Private doctors seem to be the main culprits in Punjab as well. Says Satwant Kaur, President of the Mahila Mandal (women's group) in Baladi Kalan village in Fatehgarh district, "Government dispensaries are virtually dysfunctional and people are forced to go to private doctors, who are unscrupulous and profit-mongering. Unless they are stopped, sex determination will continue."
Experts also blame the population control policy with its undue emphasis on the two-child norm. Says Dr Mira Shiva, Head of Public Policy Division of the Voluntary Health Association of India: "The proposed disincentives - such as denying the third child a ration card or enrolment in a government school, and denying the parents government jobs - would further encourage the practice of sex determination."

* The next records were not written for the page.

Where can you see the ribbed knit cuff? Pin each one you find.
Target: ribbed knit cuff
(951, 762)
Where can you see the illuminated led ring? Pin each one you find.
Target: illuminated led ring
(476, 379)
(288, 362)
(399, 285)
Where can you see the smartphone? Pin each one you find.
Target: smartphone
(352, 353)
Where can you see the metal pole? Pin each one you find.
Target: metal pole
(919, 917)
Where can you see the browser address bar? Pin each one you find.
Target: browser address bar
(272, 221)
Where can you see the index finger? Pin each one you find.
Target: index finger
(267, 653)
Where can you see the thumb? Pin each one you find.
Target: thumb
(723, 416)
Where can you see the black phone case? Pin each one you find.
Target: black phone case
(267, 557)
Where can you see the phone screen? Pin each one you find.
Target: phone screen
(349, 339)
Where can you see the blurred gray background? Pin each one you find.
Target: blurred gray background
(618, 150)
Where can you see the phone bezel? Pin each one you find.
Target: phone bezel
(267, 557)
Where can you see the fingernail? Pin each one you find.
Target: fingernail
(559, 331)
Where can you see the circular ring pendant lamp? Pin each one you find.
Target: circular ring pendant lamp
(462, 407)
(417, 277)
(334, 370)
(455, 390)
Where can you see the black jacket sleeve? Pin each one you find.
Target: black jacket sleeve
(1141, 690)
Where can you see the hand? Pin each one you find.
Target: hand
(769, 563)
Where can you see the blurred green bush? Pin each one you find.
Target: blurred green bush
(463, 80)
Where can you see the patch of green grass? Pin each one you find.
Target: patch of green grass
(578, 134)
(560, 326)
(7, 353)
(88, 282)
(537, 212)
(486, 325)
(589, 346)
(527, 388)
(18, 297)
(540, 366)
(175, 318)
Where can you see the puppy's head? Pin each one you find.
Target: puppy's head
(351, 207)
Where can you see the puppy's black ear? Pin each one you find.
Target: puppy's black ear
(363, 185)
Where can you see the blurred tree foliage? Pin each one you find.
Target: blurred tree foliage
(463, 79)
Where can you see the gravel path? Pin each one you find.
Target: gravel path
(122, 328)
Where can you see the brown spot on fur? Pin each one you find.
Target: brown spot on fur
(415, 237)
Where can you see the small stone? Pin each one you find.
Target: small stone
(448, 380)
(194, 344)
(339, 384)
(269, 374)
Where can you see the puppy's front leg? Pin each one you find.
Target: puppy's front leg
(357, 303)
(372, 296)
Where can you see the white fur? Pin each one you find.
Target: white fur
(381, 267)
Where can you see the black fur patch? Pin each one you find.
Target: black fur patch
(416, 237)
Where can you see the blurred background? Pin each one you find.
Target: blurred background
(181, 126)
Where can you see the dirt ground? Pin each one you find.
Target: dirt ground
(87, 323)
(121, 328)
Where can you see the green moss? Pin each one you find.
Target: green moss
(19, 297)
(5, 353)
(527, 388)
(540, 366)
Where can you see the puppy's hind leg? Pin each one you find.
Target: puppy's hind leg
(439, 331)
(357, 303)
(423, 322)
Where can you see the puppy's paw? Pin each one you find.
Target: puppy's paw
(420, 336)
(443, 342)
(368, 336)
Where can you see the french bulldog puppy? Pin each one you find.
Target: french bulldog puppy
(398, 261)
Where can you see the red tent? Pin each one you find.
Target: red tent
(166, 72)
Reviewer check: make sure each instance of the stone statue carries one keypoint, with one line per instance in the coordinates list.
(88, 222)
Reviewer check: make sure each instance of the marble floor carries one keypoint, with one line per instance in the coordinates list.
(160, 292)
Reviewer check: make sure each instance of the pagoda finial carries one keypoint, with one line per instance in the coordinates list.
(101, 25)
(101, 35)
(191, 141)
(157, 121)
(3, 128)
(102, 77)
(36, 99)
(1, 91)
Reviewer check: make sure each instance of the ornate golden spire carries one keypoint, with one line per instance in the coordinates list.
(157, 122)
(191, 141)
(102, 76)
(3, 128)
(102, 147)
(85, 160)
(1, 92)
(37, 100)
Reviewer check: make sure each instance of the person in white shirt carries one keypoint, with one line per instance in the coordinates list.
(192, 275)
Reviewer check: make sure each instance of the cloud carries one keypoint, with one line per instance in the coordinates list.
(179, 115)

Researcher Dr Sabu George, one of the petitioners in the Supreme Court case quotes the China example to bolster the point. "Demographers have found that small families work against girls. In China, where sex-selection was encouraged for 20 years as a measure of population control, the scarcity of girls is so acute now that in 2000, China had to pass a law to tackle the growing problem of abduction of young women!"
With demographic projections estimating that there will be 40 per cent 'missing girls' in Punjab in the forthcoming generation, officials are getting panicky. Harjeet Taneja, the District Program Officer claims that the government is doing its best to raise awareness about the evil of sex-determination and female feticide. "We have organized functions when a girl is born to give the message that girls are as important as boys, coined slogans like "A Girl is Born! Make Merry!", done wall-writing and put up posters about the girl child."
As for the Akal Takht's hukumnama, one year down the line, the diktat seems to have had little impact. Religious diktats cannot make a difference when girls have a secondary status in society, say the village leaders. And as with the other steps to tackle the problem, the hukumnama is aimed more at the Sikh public than at the Sikh doctors who carry out sex-determination tests.
The villagers are skeptical about politically correct stances unsubstantiated by real changes. Says Paramjit Singh, sarpanch (village chief) of Khaniyan in Fatehgarh Block, "Unless girls are given equal
rights, no amount of sloganeering is going to help. Only concrete action like education, jobs, a proper status in society and legal rights will make a genuine difference to girls' status." Tanwant Kaur, Sarpanch of Salani village, concurs: "The dowry system has to stop, and daughters must be welcomed, not treated as a burden. We have to have a social movement to encourage boys to marry without dowry."
Punjab is the most obvious example that economic development does not necessarily lead to betterment in women's status. The state with one of the highest per capita incomes in the country at Rs 18,862, has a much lower sex ratio as compared with less 'developed' Bihar which has a per capita income of only Rs 5531, but a sex ratio of 921.
Unless there are material changes in women's status, it is unlikely that slogans and diktats will change the situation for girls, the fast-disappearing species in Punjab.